Not really. There's a difference between recognizing that mistakes have been made (i.e. Vietnam) and blind anti-Americanism, which is a good deal of what we see here. Once you build connections with actual European leaders and patriots, such as the good people over at the German BND, British SIS, etc., you'll see that Europeans and Americans aren't all that different.
The closer you get to systems of power the more you'll understand how disruptive and deleterious America's self-centered foreign policy has been. From a policy standpoint, we (rightly) have a reputation as an erratic and demanding ally. Even Britain, our partner in the Special Relationship, has been badly burned. From NSA spying to the Iraq War to the embargo against China to the Kyoto Protocol, we differ sharply from some or all of the EU nations - and that's only
recent issues in the context of relative peacetime. In the long run, the gaps only widen.
After the last twelve years, criticism of American foreign policy is hardly blind anti-Americanism. After the past two hundred, criticism of American history is common sense.
Saw most of the documentary, it was fairly interesting. If I recall, it focused on the theory that cultures and civilizations develop based on their natural resources.

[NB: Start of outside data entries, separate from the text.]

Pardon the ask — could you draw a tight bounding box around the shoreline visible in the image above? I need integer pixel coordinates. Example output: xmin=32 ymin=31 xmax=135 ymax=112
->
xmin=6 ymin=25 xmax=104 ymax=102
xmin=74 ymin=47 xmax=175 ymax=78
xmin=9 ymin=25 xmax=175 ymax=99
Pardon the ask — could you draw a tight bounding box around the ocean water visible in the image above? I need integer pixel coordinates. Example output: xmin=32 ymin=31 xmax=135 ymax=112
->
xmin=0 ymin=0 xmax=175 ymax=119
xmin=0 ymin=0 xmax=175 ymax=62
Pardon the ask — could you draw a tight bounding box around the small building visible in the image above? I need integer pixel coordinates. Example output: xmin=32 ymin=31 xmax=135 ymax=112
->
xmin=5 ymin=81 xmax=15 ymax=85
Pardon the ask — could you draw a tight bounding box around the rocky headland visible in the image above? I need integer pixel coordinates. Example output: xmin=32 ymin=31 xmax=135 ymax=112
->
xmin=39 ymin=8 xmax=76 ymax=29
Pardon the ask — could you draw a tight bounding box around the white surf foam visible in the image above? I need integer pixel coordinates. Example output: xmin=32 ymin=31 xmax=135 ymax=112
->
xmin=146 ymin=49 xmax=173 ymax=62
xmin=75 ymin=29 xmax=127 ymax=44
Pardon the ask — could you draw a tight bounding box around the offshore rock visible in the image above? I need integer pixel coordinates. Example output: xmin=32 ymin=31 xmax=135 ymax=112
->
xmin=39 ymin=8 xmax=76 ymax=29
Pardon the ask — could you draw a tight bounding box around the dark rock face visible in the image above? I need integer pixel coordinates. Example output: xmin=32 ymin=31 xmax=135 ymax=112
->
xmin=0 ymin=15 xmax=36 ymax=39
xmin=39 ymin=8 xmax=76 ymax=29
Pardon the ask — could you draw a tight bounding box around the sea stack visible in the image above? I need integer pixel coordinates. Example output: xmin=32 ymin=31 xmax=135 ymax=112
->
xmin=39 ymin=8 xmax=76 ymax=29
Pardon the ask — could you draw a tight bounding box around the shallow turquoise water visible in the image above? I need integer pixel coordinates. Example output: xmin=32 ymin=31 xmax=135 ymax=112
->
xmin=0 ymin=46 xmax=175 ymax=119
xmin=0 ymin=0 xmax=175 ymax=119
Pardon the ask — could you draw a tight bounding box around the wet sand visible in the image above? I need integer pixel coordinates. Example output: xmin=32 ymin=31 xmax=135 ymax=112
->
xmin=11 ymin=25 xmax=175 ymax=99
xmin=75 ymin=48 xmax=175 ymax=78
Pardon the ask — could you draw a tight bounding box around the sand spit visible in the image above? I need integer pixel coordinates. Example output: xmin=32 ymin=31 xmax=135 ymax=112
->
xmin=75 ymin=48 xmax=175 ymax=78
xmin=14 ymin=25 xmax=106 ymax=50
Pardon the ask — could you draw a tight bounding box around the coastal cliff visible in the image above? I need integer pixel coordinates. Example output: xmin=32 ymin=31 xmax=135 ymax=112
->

It's a fairly common sense theory, one that I doubt few would disagree with.
Far from 'common sense', Diamond's book is spectacularly controversial and arguably massively reductionist. It pushes a theory of geographic determinism which (many contend) doesn't capture important factors in how civilizations develop.
I don't think you're stupid, but I do think you've fallen victim to a cozy exceptionalist narrative. America's history, like all history, is full of barbarism. We participated in the slave trade right up until the end, we played the colonialist game, we overthrew foreign governments to take their territory and kept it, and we demolished Native American civilization in an act of systematic genocide. And whenever you're pressed on these points you retreat to an untenable
ends justify the means position in which - let me quote you -
The question is whether or not the ends justified the means, in regards to Manifest Destiny.
you try to use an untestable hypothetical to hide from historical fact.
Let me remind you that all this began with your assertion that we could boost public opinion of the US in Latin America through massive military intervention against drug cartels, purge anti-American sympathizers, and prevent those damn Mexicans from even
wanting to immigrate. Those are quotes from you, and they speak to your beliefs about the exercise of hard power. Those beliefs are not sustainable in the face of empirical evidence.